Für den ersten Talk begrüßen wir Robin Moffat (@rmoff) von Confluent. Der zweite Talk kommt von Dominik Benz von der Inovex GmbH

Talk1:

Look Ma, no Code! Building Streaming Data Pipelines with Apache Kafka

Have you ever thought that you needed to be a programmer to do stream processing and build streaming data pipelines? Think again!

Companies new and old are all recognising the importance of a low-latency, scalable, fault-tolerant data backbone, in the form of the Apache Kafka streaming platform. With Kafka, developers can integrate multiple sources and systems, which enables low latency analytics, event driven architectures and the population of multiple downstream systems. These data pipelines can be built using configuration alone.

In this talk, we'll see how easy it is to stream data from a database such as Oracle into Kafka using the Kafka Connect API. In addition, we'll use KSQL to filter, aggregate and join it to other data, and then stream this from Kafka out into multiple targets such as Elasticsearch and MySQL. All of this can be accomplished without a single line of code!

Why should Java geeks have all the fun?

Talk 2:
Flow is in the Air: Best Practices of Building Analytical Data Pipelines with Apache Airflow

Apache Airflow is an Open-Source python project which facilitates an intuitive programmatic definition of analytical data pipelines. Based on 2+ years of productive experience, we summarize its core concepts, detail on lessons learned and set it in context with the Big Data Analytics Ecosystem.

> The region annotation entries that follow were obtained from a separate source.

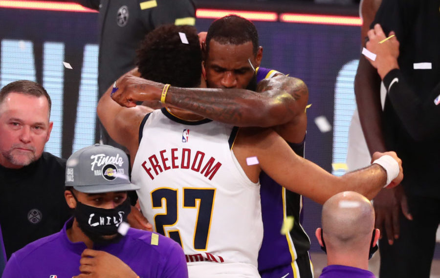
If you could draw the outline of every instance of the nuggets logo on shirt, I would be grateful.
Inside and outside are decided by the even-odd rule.
[[[182,134],[182,142],[186,143],[188,142],[188,137],[189,136],[189,129],[183,129],[183,133]]]

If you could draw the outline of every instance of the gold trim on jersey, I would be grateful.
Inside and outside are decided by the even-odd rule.
[[[164,197],[162,197],[162,198],[160,198],[160,207],[154,207],[154,205],[153,205],[153,192],[154,192],[155,191],[157,191],[157,190],[159,190],[160,189],[169,189],[170,190],[172,190],[173,191],[176,192],[176,210],[177,210],[177,211],[176,212],[176,221],[174,223],[173,223],[173,224],[162,225],[162,228],[163,228],[163,232],[165,234],[165,235],[165,235],[166,236],[167,236],[168,237],[171,238],[171,236],[170,236],[170,232],[177,232],[177,234],[179,235],[179,237],[180,238],[180,242],[182,243],[182,249],[183,249],[183,242],[182,241],[182,236],[180,235],[180,232],[179,231],[179,230],[178,229],[175,229],[175,230],[170,230],[168,231],[168,230],[166,230],[165,229],[166,227],[172,227],[173,226],[175,225],[179,221],[179,191],[178,191],[178,189],[176,189],[176,188],[172,188],[171,187],[158,187],[157,188],[155,188],[154,190],[153,190],[153,191],[152,191],[151,192],[150,192],[150,198],[151,199],[151,206],[153,208],[153,210],[154,210],[154,209],[163,209],[164,208],[163,200],[165,200],[165,213],[155,214],[154,216],[153,217],[153,222],[154,223],[154,227],[156,228],[156,231],[155,232],[157,232],[157,227],[156,227],[156,216],[157,216],[158,215],[166,215],[168,213],[168,200],[167,200],[166,198],[165,198]]]
[[[184,204],[184,202],[183,201],[185,200],[185,189],[197,189],[197,190],[209,190],[214,191],[214,196],[212,197],[212,206],[211,207],[211,217],[209,218],[209,226],[208,226],[208,235],[206,237],[206,248],[204,249],[198,249],[196,248],[196,229],[197,229],[197,223],[198,221],[198,212],[200,210],[200,202],[201,200],[199,198],[196,198],[196,200],[198,200],[198,202],[196,202],[195,205],[194,207],[186,207],[183,204]],[[194,232],[193,233],[193,247],[194,248],[195,250],[198,250],[199,251],[206,251],[208,250],[208,243],[209,242],[209,234],[211,232],[211,224],[212,223],[212,214],[214,212],[214,203],[216,201],[216,193],[217,192],[217,189],[214,188],[194,188],[194,187],[182,187],[182,207],[183,208],[188,208],[188,209],[192,209],[194,208],[197,207],[197,214],[196,215],[196,223],[194,224]],[[180,235],[180,234],[179,234]]]
[[[285,222],[287,218],[287,213],[286,212],[286,189],[284,187],[281,191],[281,196],[283,198],[283,221]],[[290,256],[292,257],[292,262],[290,265],[292,267],[292,270],[293,272],[294,278],[299,278],[299,273],[298,271],[298,265],[296,264],[296,257],[295,255],[295,247],[293,246],[293,243],[292,239],[290,238],[290,233],[286,233],[286,239],[287,240],[287,245],[289,246],[289,251],[290,252]]]

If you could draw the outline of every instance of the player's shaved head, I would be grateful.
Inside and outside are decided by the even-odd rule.
[[[328,248],[353,248],[366,242],[368,244],[371,240],[374,212],[366,197],[346,191],[336,194],[324,203],[322,222]]]
[[[222,44],[242,44],[252,42],[254,54],[258,50],[258,32],[251,21],[231,15],[216,20],[209,26],[206,35],[206,50],[209,51],[211,40]]]

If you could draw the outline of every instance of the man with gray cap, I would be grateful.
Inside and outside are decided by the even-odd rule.
[[[338,193],[324,203],[322,222],[315,235],[327,254],[327,266],[320,278],[375,278],[368,259],[377,250],[380,233],[374,228],[370,201],[356,192]]]
[[[110,146],[73,153],[66,163],[65,196],[74,217],[60,232],[14,253],[2,277],[188,277],[177,243],[125,223],[127,192],[139,188],[129,180],[128,164],[124,151]]]

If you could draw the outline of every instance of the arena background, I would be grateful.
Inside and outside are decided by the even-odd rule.
[[[213,18],[222,16],[212,9],[227,8],[225,4],[232,9],[259,11],[244,15],[253,19],[259,31],[262,66],[299,78],[308,87],[312,106],[308,109],[306,158],[329,171],[332,163],[345,163],[360,52],[357,8],[286,2],[277,6],[274,2],[247,2],[239,7],[234,1],[223,6],[218,2],[196,2],[198,30],[207,30]],[[260,13],[264,9],[270,12]],[[74,4],[0,0],[0,86],[19,79],[43,84],[52,100],[54,122],[46,150],[64,158],[99,140],[95,132],[98,22],[97,13]],[[63,62],[73,69],[66,68]],[[314,119],[321,116],[332,127],[330,131],[322,132],[315,124]],[[304,226],[312,250],[317,251],[313,235],[320,222],[321,206],[306,200],[304,207]]]

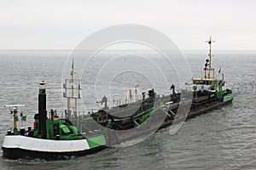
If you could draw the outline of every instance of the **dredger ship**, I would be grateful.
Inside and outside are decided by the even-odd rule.
[[[104,108],[88,115],[78,114],[81,80],[73,77],[73,62],[72,77],[66,79],[63,84],[63,95],[67,99],[65,116],[61,116],[53,110],[47,112],[44,82],[39,84],[38,113],[34,115],[33,127],[23,128],[24,116],[22,113],[19,116],[18,107],[24,105],[5,105],[14,116],[14,126],[8,129],[5,135],[3,156],[11,159],[46,160],[84,156],[147,135],[171,125],[174,120],[189,119],[230,104],[233,100],[232,91],[226,88],[224,76],[221,80],[216,78],[215,70],[212,66],[213,41],[210,38],[207,42],[210,50],[206,60],[204,77],[192,78],[191,82],[186,83],[186,89],[176,92],[175,86],[172,85],[172,92],[166,96],[158,95],[154,89],[150,89],[148,96],[143,93],[140,100],[111,108],[108,108],[108,99],[104,96],[102,100]],[[183,108],[182,114],[178,114],[179,108]],[[21,118],[20,128],[17,126],[19,116]]]

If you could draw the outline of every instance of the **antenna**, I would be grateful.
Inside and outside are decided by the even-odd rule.
[[[210,78],[210,74],[211,74],[211,71],[214,71],[213,68],[212,68],[212,57],[213,56],[212,54],[212,42],[216,42],[214,40],[212,40],[212,36],[210,36],[210,38],[208,41],[207,41],[206,42],[208,42],[210,45],[210,49],[209,49],[209,65],[208,65],[208,78]],[[215,77],[214,73],[213,73],[213,78]]]

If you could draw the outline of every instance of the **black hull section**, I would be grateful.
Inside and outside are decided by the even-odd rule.
[[[97,151],[102,150],[107,146],[99,146],[96,148],[84,150],[83,151],[73,151],[73,152],[43,152],[43,151],[36,151],[36,150],[23,150],[19,148],[4,148],[2,147],[3,150],[3,156],[9,159],[44,159],[47,161],[50,160],[65,160],[70,159],[73,156],[81,156],[85,155],[90,155],[96,153]]]

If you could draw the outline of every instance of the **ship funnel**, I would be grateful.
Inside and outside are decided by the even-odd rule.
[[[45,82],[39,83],[38,94],[38,133],[42,139],[46,139],[46,88]]]

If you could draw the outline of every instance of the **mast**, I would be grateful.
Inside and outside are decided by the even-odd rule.
[[[212,54],[212,42],[215,42],[214,40],[212,40],[212,36],[210,37],[210,39],[208,41],[207,41],[207,42],[209,43],[209,46],[210,46],[210,49],[209,49],[209,54],[208,54],[208,56],[209,56],[209,60],[207,60],[207,64],[206,64],[206,67],[208,66],[208,68],[205,69],[205,77],[207,77],[207,70],[208,71],[208,75],[207,75],[207,77],[210,79],[211,78],[211,71],[212,71],[212,78],[215,79],[215,71],[214,71],[214,68],[212,67],[212,57],[213,56]],[[209,62],[209,64],[208,64]]]
[[[63,93],[63,97],[67,99],[67,114],[68,116],[71,116],[72,110],[73,110],[73,115],[77,116],[78,111],[78,99],[81,99],[80,90],[81,90],[81,79],[78,79],[74,77],[73,68],[73,59],[72,60],[70,78],[65,79],[65,83],[63,84],[63,88],[65,92]]]

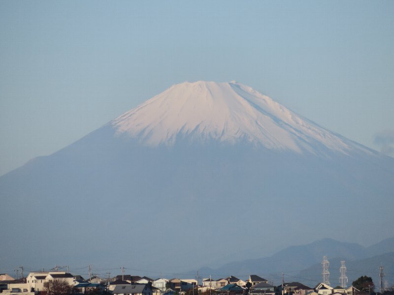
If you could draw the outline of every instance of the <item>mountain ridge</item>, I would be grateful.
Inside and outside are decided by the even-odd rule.
[[[288,275],[289,273],[298,271],[296,277],[303,278],[299,281],[309,285],[307,284],[308,280],[313,279],[316,283],[320,281],[319,279],[321,280],[321,263],[323,256],[328,256],[330,270],[339,269],[341,260],[346,261],[348,269],[353,265],[361,265],[364,261],[373,262],[376,264],[377,262],[375,260],[379,260],[381,257],[388,255],[391,257],[391,255],[393,254],[394,258],[394,248],[387,248],[386,246],[387,242],[390,242],[393,240],[394,237],[389,238],[370,246],[363,247],[356,243],[324,238],[308,244],[290,246],[269,256],[230,262],[216,268],[203,267],[199,268],[199,271],[203,275],[211,275],[216,278],[230,275],[230,274],[242,277],[242,274],[256,273],[269,280],[276,280],[277,283],[279,283],[280,281],[280,272],[283,272]],[[371,251],[369,250],[370,249],[374,250]],[[388,265],[387,262],[386,265],[393,268],[390,265]],[[389,267],[389,269],[391,268]],[[370,267],[356,267],[356,269],[358,270],[357,273],[360,274],[359,276],[366,274],[373,275],[374,277],[377,276],[374,273],[370,273],[371,272]],[[336,272],[331,270],[331,277]],[[354,277],[356,275],[355,273],[353,270],[351,271],[350,277],[352,280],[357,278]],[[394,273],[389,274],[391,277],[393,275]],[[271,277],[268,277],[270,276]]]
[[[3,239],[4,265],[23,257],[52,265],[56,253],[94,260],[105,252],[112,265],[190,269],[222,257],[224,245],[229,253],[247,250],[245,237],[266,251],[332,233],[366,243],[393,223],[394,159],[366,148],[343,153],[312,141],[323,155],[300,154],[188,136],[154,147],[116,131],[107,124],[0,177],[2,234],[14,237],[18,229],[35,254],[26,257],[24,243]],[[367,206],[374,218],[360,219]],[[358,222],[344,229],[344,216]]]

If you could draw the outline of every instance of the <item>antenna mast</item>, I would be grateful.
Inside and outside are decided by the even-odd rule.
[[[327,259],[327,256],[323,256],[323,261],[322,262],[322,264],[323,266],[323,272],[322,273],[323,278],[323,284],[329,286],[329,271],[328,271],[329,262]]]
[[[341,274],[339,277],[339,284],[341,285],[341,288],[346,289],[346,287],[347,287],[348,277],[346,276],[346,266],[345,266],[344,260],[341,261],[339,273]]]

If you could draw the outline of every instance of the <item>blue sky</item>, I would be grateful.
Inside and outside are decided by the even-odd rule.
[[[390,152],[393,15],[384,0],[0,1],[0,175],[200,80]]]

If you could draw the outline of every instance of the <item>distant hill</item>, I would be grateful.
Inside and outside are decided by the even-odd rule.
[[[329,259],[330,262],[329,282],[331,286],[335,287],[339,284],[339,267],[341,260],[346,260],[344,257],[338,257]],[[367,275],[372,278],[375,283],[375,290],[378,291],[379,286],[379,267],[383,266],[385,274],[384,280],[390,283],[394,282],[394,252],[390,252],[346,262],[346,275],[348,277],[348,286],[351,285],[353,281],[362,275]],[[299,277],[301,283],[313,285],[314,283],[321,281],[322,265],[316,264],[301,270],[296,276]],[[308,285],[308,286],[309,285]]]
[[[394,237],[387,238],[366,249],[368,257],[394,252]]]
[[[381,239],[394,221],[394,158],[248,86],[185,82],[0,177],[0,262],[157,275],[330,233]],[[344,227],[344,218],[353,222]],[[219,273],[297,272],[323,255],[354,259],[364,250],[323,240]]]
[[[280,273],[283,271],[286,281],[297,281],[313,287],[321,281],[321,263],[323,256],[327,255],[330,261],[332,285],[336,286],[338,284],[336,283],[339,278],[341,260],[347,262],[349,281],[354,280],[362,275],[374,275],[371,270],[378,265],[377,268],[375,267],[375,271],[378,271],[379,259],[382,260],[382,262],[387,261],[388,267],[393,253],[379,256],[375,256],[373,253],[389,252],[393,250],[391,244],[393,239],[387,239],[366,248],[354,243],[325,238],[306,245],[289,247],[269,257],[233,262],[216,269],[202,268],[200,272],[205,276],[210,274],[221,277],[232,274],[244,278],[248,274],[256,274],[266,279],[273,280],[274,283],[278,283]],[[374,257],[369,258],[370,255]],[[385,257],[387,259],[384,259]],[[387,277],[389,279],[391,275],[389,274],[391,271],[389,268],[388,271]]]

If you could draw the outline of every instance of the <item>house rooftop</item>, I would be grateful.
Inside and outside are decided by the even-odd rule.
[[[252,282],[262,282],[263,281],[268,281],[267,280],[263,279],[262,277],[259,277],[258,275],[256,275],[256,274],[251,274],[250,276],[250,279]]]
[[[259,284],[256,284],[254,286],[252,286],[251,288],[255,289],[257,288],[273,288],[274,286],[272,285],[265,283],[265,282],[262,282]]]
[[[73,278],[74,276],[71,273],[50,273],[50,275],[54,278]]]

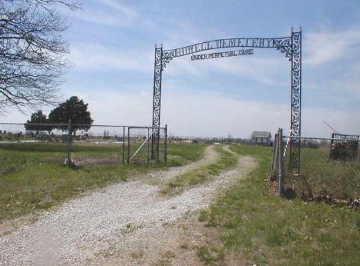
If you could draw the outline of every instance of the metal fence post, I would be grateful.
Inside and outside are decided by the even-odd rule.
[[[274,176],[276,175],[277,165],[278,165],[278,133],[275,134],[275,138],[274,140],[274,145],[272,147],[272,170],[270,171],[270,180],[274,181]]]
[[[128,126],[128,164],[130,163],[130,126]]]
[[[69,119],[68,124],[68,143],[66,149],[66,165],[71,165],[71,120]]]
[[[284,160],[283,158],[283,129],[278,131],[278,194],[283,195],[284,189]]]
[[[167,161],[167,124],[165,125],[165,142],[164,143],[164,162]]]
[[[125,163],[125,126],[122,127],[122,164]]]
[[[149,164],[149,135],[150,129],[147,128],[147,163]]]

Creating, orchestrating and running multiple data processing or analysis steps may cover a substantial portion of a Data Engineer and Data Scientist business. A widely adopted notion for this process is a "data pipeline" - which consists mainly of a set of "operators" which perform a particular action on data, with the possibility to specify dependencies among those. Real-Life examples may include:
Importing several files with different formats into a Hadoop platform, perform data cleansing, and training a machine learning model on the result
perform feature extraction on a given dataset, apply an existing deep learning model to it, and write the results in the backend of a microservice
Apache Airflow is an open-source Python project developed by AirBnB which facilitates the programmatic definition of such pipelines. Features which differentiate Airflow from similar projects like Apache Oozie, Luigi or Azkaban include (i) its pluggable architecture with several extension points (ii) the programmatic approach of "workflow is code" and (iii) its tight relationship with the the Python as well as the Big Data Analytics Ecosystem. Based on several years of productive usage, we briefly summarize the core concepts of Airflow, and detail in-depth on lessons learned and best practices from our experience. These include hints for getting efficient quickly with Airflow, approaches to structure workflows, integrating it in an enterprise landscape, writing plugins and extentions, and maintaining it in productive environment. We conclude with a comparison with other analytical workflow engines and summarize why we have chosen Airflow. We will put another special focus on the context of hybrid (realtime + batch) analytical platforms, and how Airflow can complement the Apache Kafka / Confluent ecosystem.